I will very quickly respond to the details of the amendment about the insertion of a water trigger and a land clearance trigger. The State of the environment report gives us some very positive news in relation to land clearance. I am sure many of us would like to see even better results but I commend the graph on page 71 to anyone who is listening and who cares about the environment. You can go to the DEH website and follow the links to the SOE. If you go to page 71 you will find that, back in the seventies, Australia was clearing up to 550,000 or 560,000 hectares, in net terms, a year—that is the difference between the amount of forests destroyed and the amount of forests replanted. By about the nineties that figure was hovering around 250,000 and possibly up to 300,000 hectares a year net loss of forest, and hovered around those figures right through to about the end of the 1990s.

The great news in this report is that—and the data has not been put in for post-2004—in 2003 we very nearly hit break-even in Australia. In fact, we are looking like planting more trees than we are chopping down, for the first time since white settlement. So that is a good achievement, and it is a cooperative achievement, I think it should be pointed out, between the activities and policies of the state governments and the federal government. It shows a very useful trend.

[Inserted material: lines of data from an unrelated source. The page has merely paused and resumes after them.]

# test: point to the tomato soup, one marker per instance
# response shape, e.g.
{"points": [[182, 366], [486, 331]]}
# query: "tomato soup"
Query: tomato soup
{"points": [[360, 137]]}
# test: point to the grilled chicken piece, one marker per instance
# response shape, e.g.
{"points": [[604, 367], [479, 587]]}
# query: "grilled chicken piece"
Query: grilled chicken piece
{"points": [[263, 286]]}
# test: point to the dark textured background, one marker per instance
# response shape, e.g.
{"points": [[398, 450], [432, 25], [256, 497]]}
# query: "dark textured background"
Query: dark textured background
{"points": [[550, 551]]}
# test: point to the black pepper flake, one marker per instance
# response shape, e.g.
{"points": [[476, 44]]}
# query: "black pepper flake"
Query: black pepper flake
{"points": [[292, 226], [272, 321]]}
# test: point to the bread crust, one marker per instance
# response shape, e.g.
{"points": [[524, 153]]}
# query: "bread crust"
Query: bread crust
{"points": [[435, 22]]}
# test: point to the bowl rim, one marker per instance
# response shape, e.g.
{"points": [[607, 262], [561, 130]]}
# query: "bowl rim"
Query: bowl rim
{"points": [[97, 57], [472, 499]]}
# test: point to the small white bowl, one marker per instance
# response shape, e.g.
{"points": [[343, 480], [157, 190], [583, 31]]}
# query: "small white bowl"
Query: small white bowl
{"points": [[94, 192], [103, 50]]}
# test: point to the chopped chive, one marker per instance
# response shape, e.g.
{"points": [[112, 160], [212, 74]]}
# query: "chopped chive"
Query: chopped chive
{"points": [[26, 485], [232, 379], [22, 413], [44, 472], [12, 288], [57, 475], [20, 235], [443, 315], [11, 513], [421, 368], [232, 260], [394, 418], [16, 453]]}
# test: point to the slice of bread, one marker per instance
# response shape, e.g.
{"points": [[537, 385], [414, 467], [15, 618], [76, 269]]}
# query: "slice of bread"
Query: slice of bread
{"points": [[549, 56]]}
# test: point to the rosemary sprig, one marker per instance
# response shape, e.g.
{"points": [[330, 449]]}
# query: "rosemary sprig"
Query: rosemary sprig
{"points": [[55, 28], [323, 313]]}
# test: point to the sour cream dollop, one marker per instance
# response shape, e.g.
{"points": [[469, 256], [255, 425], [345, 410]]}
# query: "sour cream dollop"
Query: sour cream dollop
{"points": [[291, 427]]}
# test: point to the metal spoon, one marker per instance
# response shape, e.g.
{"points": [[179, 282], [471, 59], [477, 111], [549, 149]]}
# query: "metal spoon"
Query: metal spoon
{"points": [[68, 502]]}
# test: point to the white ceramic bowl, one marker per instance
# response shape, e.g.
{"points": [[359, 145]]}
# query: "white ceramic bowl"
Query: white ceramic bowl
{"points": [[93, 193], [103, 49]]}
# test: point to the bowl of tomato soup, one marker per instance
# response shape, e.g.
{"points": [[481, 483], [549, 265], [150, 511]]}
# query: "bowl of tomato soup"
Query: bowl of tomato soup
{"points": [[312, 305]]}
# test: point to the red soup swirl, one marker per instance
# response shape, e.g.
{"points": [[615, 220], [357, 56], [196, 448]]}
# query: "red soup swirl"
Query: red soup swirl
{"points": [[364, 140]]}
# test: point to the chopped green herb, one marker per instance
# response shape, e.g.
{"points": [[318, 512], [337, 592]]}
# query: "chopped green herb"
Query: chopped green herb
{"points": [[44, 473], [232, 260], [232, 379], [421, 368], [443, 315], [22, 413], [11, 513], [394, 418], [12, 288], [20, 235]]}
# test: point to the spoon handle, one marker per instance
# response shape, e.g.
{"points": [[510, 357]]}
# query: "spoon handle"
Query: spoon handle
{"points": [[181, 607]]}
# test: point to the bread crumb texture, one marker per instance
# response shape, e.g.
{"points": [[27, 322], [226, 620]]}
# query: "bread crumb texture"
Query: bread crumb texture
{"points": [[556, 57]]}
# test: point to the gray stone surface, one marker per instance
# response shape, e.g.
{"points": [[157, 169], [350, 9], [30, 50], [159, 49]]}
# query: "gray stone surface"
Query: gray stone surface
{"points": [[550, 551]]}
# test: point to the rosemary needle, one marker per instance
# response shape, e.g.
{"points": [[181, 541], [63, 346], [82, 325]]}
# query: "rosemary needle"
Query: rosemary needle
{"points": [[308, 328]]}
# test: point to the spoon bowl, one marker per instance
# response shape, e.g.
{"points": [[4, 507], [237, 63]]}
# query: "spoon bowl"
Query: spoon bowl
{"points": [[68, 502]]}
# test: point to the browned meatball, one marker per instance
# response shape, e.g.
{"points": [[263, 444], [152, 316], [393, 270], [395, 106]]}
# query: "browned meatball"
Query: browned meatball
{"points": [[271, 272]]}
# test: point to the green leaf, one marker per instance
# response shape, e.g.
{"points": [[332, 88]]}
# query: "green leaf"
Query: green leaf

On my latest mathematics it looks as though the combined policies of the Natural Heritage Trust, the National Action Plan on Salinity and Water Quality, the 2020 plantation vision and some other measures, have seen us plant, over the last 10 years, in excess of 900 million trees in Australia. We are on track to plant one billion trees, and if I can get my mathematics and calculations close enough I hope to go somewhere and plant the billionth tree, probably some time early next year.

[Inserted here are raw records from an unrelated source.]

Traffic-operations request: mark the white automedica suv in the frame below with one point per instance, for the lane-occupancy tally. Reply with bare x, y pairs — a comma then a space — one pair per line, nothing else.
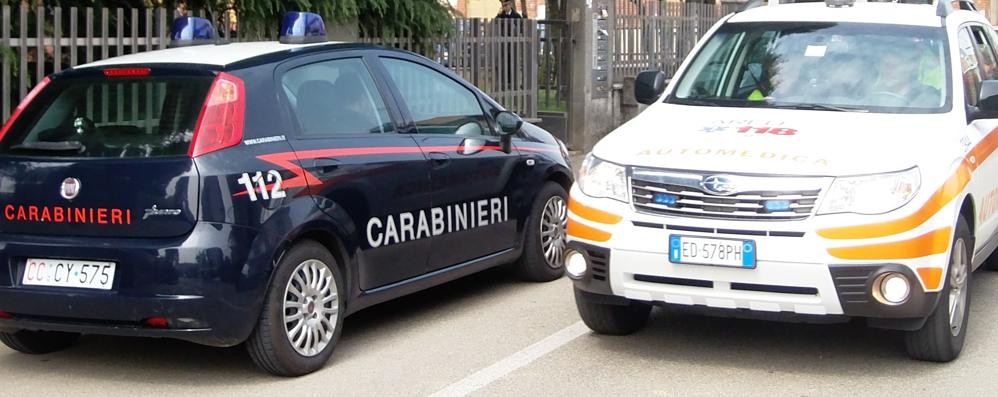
810, 161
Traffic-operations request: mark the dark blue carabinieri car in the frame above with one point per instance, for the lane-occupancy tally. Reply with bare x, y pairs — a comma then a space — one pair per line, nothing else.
260, 193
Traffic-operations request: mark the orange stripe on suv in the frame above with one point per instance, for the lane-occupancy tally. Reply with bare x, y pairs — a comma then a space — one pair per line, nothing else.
592, 214
931, 243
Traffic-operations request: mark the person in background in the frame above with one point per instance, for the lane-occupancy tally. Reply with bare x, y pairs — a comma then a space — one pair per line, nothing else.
181, 10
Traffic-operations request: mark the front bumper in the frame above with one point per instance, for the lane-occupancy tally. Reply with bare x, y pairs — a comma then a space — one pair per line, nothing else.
210, 285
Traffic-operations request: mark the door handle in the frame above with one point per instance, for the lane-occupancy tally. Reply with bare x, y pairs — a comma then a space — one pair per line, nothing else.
439, 159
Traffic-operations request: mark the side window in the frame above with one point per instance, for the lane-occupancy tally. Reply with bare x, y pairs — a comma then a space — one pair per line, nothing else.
986, 53
438, 104
969, 66
336, 97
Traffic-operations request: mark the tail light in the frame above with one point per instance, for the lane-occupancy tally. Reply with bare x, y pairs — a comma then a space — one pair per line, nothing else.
24, 104
156, 322
222, 118
127, 72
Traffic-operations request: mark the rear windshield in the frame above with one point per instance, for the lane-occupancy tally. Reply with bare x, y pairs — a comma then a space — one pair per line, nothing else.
112, 118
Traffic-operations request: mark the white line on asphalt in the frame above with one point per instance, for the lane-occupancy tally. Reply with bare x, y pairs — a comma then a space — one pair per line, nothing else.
517, 360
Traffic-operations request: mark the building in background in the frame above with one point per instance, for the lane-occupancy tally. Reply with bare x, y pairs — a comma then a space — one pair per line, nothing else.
536, 9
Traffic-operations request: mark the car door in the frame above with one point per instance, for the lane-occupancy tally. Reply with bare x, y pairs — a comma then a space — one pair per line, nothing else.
361, 171
470, 175
978, 62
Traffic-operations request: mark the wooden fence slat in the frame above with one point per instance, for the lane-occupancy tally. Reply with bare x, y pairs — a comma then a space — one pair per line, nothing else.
23, 67
135, 30
57, 38
7, 89
119, 31
73, 50
90, 35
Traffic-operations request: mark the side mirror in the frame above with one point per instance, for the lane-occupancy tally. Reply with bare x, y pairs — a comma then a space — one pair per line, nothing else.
509, 125
987, 102
509, 122
649, 86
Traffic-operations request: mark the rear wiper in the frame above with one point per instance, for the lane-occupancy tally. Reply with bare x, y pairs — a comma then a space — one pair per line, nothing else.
66, 146
693, 102
816, 106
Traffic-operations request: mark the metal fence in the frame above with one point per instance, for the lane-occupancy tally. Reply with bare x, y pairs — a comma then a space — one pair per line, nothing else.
659, 35
500, 56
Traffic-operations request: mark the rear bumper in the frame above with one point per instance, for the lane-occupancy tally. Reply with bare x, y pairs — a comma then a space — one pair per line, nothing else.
210, 285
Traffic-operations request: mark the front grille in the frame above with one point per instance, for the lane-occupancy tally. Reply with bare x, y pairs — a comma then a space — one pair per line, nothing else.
758, 198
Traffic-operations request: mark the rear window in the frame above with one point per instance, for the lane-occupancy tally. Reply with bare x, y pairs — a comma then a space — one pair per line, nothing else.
112, 118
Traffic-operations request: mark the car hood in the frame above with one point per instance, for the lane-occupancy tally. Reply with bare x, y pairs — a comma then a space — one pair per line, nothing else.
774, 141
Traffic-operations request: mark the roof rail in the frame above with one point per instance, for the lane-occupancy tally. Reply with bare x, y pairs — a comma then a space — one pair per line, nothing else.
943, 7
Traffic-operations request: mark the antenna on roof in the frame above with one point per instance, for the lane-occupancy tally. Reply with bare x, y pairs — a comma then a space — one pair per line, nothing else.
752, 4
943, 9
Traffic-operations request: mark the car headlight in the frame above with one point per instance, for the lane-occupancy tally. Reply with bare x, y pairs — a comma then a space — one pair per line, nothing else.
598, 178
871, 194
564, 151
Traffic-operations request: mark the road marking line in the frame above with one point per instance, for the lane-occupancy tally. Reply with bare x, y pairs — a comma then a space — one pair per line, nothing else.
517, 360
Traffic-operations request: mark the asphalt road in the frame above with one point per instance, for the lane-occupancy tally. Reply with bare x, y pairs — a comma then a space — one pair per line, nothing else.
443, 338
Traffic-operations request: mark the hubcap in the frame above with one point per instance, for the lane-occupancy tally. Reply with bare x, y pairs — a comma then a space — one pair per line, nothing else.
553, 221
958, 287
311, 305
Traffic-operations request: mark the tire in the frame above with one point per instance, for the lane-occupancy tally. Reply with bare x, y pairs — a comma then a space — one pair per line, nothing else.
610, 319
38, 342
544, 240
940, 340
294, 281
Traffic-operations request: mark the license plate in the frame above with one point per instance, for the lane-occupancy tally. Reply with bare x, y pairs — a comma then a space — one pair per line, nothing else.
712, 251
68, 274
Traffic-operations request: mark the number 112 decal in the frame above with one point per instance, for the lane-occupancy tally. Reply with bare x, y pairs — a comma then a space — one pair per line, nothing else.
257, 186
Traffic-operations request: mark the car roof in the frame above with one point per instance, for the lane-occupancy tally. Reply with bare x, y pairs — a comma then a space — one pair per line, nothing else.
217, 55
860, 12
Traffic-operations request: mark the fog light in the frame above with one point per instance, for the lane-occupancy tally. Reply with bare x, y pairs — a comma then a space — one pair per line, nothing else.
893, 288
575, 264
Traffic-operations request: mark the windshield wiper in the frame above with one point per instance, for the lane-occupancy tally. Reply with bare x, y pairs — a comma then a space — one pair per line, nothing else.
816, 106
66, 146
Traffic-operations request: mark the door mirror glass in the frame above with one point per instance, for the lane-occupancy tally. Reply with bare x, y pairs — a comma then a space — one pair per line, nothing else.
988, 101
509, 122
649, 86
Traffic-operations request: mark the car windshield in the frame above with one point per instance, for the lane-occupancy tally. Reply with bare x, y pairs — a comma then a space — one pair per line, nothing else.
821, 66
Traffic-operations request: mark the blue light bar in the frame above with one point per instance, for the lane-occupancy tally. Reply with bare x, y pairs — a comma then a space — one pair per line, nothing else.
302, 28
777, 205
188, 31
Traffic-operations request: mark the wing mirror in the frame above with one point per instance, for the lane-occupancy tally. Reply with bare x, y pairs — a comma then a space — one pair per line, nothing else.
509, 125
987, 102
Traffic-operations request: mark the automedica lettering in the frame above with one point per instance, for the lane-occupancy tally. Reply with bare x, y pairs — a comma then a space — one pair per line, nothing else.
57, 214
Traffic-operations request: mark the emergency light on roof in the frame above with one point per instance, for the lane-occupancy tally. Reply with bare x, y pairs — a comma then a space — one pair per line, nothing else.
188, 31
302, 28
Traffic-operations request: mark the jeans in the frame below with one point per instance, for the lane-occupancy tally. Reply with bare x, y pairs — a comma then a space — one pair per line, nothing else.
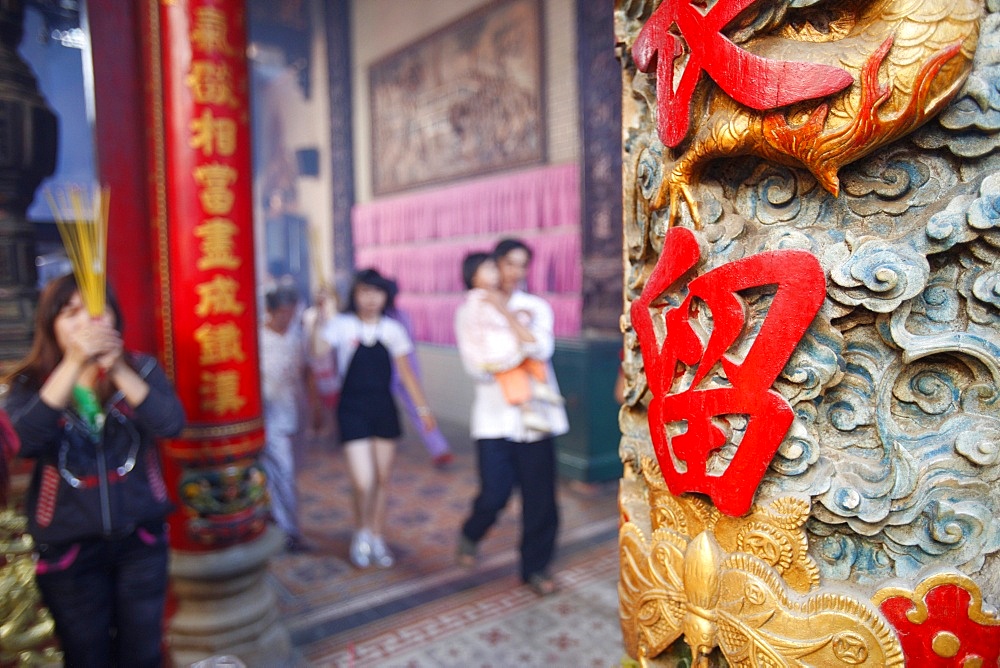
107, 598
531, 466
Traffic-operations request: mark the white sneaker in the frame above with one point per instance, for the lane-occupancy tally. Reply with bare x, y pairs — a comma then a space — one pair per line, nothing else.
361, 549
381, 556
543, 392
532, 420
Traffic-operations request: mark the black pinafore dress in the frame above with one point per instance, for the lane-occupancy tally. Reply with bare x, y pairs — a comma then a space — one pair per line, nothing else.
366, 405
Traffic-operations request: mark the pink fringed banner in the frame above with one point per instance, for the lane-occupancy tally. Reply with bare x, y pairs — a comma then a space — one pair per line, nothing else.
534, 199
420, 241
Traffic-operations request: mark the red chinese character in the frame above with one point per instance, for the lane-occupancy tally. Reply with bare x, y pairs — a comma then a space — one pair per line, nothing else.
683, 457
945, 626
757, 82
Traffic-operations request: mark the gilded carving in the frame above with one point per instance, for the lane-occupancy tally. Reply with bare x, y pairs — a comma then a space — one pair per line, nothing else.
27, 634
742, 584
888, 470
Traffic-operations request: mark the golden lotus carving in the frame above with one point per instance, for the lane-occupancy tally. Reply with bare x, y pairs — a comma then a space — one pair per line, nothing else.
745, 585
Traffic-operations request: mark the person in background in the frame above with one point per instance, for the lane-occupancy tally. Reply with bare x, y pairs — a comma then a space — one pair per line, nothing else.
499, 334
369, 346
322, 360
509, 452
89, 413
434, 441
284, 375
9, 446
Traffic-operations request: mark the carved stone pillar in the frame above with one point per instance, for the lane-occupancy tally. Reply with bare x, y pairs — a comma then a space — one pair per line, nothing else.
811, 436
202, 210
28, 140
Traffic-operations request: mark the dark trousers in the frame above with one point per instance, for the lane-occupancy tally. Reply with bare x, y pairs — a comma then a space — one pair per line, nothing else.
532, 467
108, 601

I will be as brief as I can because there are other amendments that senators will want to talk about. This underpins the fact that the cooperation between the state and federal governments, the EPBC Act, and a range of other policy measures—including, for example, the Tasmanian private forest initiative, which I will launch in Tasmania, to purchase 45,000 hectares of forests on private land, with a large proportion of old growth—are more sensible and effective ways of protecting Australia’s forest cover, protecting our biodiversity and reversing land clearing.

Similarly, in relation to the water trigger, although we get very frustrated at the lack of progress from time to time, the government are committed to working cooperatively with the states on water policy. We have backed that up, not only with vigorous action and leadership by the Prime Minister—and more lately by the Parliamentary Secretary with special responsibility for water, Mr Turnbull—but with some $700 million just in the Murray-Darling Basin alone, through the Living Murray initiative; an extra $500,000 for works given to the Murray-Darling Basin Commission in the last budget; and the $2 billion water fund, which creates incentives for the states to put in place a range of measures.

We think that cooperative approach is the best way to go. There have of course been threats made about the Commonwealth taking over control of water, from both sides of politics I think it is fair to say. But my strong view is that a cooperative federalist approach is desirable. That is not to say that the Commonwealth would rule out seeking to go further if we were not able to make the sort of progress that the government would want. So I am not going to denigrate the proposal of a water trigger outright. I think it is the sort of thing that the Commonwealth would keep in its policy back pocket, to be quite frank. But we think that in a federation where the states have primary responsibility for water resources—quite properly, I would say—a cooperative approach is the best. But we do recognise that water does not respect state boundaries—particularly the water in the Murray-Darling system, which crosses four states and one territory—and that getting that cooperative federalist approach right is very important.

The issues at stake are huge for Australia, and the Commonwealth could never rule out using a blunter legislative and constitutional instrument some time in the future. But we have committed and re-committed to a cooperative federalist approach, working with the states. I think that, although we do not believe we have made good enough progress to date, there are already some signs that that approach can bear fruit for the environmental and ecosystem outcomes we are seeking and, also importantly, for sustainable agriculture.